Perché Putin ha permesso l'attacco, sapendo perfettamente che in questo modo avrebbe condannato a morte centinaia di persone che avevano ancora qualche possibilità di salvezza?
È possibile giustificare questi comportamenti? Ripetuti, sistematici, in cui il potere è preoccupato soltanto di mostrare la propria forza, la propria inflessibilità. E un potere così inflessibile da far uccidere oltre 400 persone, ha il diritto di farlo? E ne ha l'autorità morale chi è stato all'origine della guerra?
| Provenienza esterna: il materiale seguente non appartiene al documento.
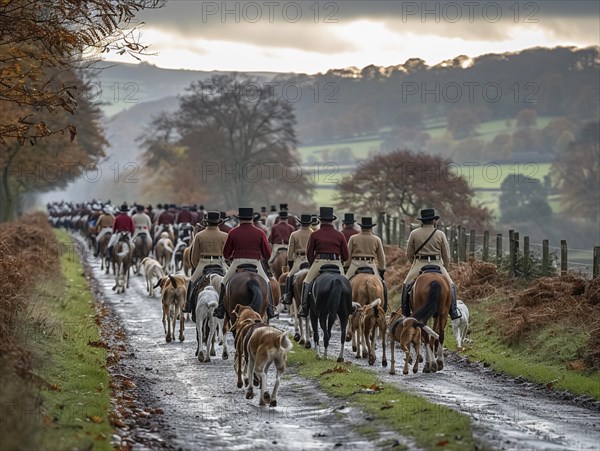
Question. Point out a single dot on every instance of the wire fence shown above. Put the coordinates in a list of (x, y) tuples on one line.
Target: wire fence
[(518, 254)]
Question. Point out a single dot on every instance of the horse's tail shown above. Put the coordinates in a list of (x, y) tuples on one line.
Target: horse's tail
[(335, 296), (373, 294), (430, 308), (254, 289)]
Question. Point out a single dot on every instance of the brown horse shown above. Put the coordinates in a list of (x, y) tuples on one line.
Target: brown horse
[(431, 297), (279, 262), (243, 288), (366, 288)]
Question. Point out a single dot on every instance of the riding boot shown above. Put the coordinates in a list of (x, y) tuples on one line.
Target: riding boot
[(188, 303), (385, 304), (305, 293), (220, 310), (405, 304), (287, 298), (454, 313)]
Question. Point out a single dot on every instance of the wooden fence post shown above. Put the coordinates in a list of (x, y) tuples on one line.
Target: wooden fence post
[(515, 262), (485, 255), (511, 252), (401, 234), (526, 256), (380, 217), (564, 262), (545, 257), (388, 233), (498, 250), (472, 244)]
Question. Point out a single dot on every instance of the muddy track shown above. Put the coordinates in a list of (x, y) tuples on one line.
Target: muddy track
[(183, 404), (204, 409)]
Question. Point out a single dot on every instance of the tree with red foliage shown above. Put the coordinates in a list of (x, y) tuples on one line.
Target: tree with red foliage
[(403, 182)]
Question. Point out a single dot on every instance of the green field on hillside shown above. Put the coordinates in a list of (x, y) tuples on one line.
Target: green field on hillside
[(326, 171)]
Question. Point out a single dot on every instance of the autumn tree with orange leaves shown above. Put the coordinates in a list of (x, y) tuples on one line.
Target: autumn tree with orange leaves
[(403, 182)]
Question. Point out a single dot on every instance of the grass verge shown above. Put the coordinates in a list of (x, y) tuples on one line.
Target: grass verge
[(544, 357), (431, 426), (75, 397)]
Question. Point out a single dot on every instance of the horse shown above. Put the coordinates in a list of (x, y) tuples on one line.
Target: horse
[(122, 255), (243, 288), (366, 288), (331, 297), (431, 297), (279, 261), (141, 250), (102, 246)]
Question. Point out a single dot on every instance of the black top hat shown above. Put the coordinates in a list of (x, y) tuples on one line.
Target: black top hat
[(305, 219), (213, 218), (428, 214), (245, 213), (366, 222), (348, 218), (326, 214)]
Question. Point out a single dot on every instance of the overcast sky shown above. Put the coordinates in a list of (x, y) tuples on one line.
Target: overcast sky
[(310, 36)]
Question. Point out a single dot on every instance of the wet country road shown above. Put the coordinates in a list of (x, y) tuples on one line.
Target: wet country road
[(203, 408)]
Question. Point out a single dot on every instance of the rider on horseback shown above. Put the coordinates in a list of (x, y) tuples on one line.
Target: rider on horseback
[(348, 228), (207, 249), (246, 244), (296, 254), (366, 249), (280, 235), (326, 246), (427, 246), (123, 223), (103, 226)]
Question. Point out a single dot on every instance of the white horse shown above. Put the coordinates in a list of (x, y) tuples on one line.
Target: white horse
[(207, 302), (460, 326)]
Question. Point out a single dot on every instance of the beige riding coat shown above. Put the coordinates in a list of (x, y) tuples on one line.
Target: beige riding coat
[(435, 252), (366, 249)]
Chi ha ucciso e sterminato decine di migliaia di ceceni, ha l'investitura per decidere la morte di civili, per restaurare l'autorità di uno Stato che si è macchiato, a sua volta, di crimini orrendi di un altro tipo di terrorismo, quello di Stato, perpetrato per anni, nel silenzio dei media di tutto il mondo, complici più o meno consapevoli?
Primo non credere alle versioni ufficiali
Ecco perché non possiamo credere, mai in nessun caso, alle versioni ufficiali. Perché sempre esse rappresentano l'interesse dei poteri. E molto spesso si è già verificato che non solo i poteri non sono sinceri, ma sono anche, spesso conniventi. Sanno e non dicono, lasciano fare e non intervengono. Dall'11 settembre abbiamo imparato purtroppo a convivere con le loro menzogne. Ma in Italia sappiamo per esperienza che la strategia della tensione operò inquinando e mescolando trame di stato, in cui i servizi erano ben presenti, con il terrorismo dei folli e degli ingenui.
Fino ai giorni nostri, quando non tutti i terrorismi sono uguali, non tutti i rapimenti sono della stessa matrice, non tutti gli sgozzati sono macellati dalla stessa mano.
Non possiamo più distinguere una cosa dall'altra. Quindi non possiamo difenderci, perché l'attacco è contro di noi, ma non viene solo da fanatici musulmani. Viene anche da altre mani, insospettabili, che spesso mescolano le loro voci al coro di condanna del terrorismo, come a suo tempo mescolarono le loro voci a quelle che chiedevano di salvare Aldo Moro. Mani che manovrano i fanatici, o i servizi segreti, e che hanno lo stesso obiettivo dei fanatici: costringerci a vivere secondo le loro regole, cioè senza democrazia e senza libertà.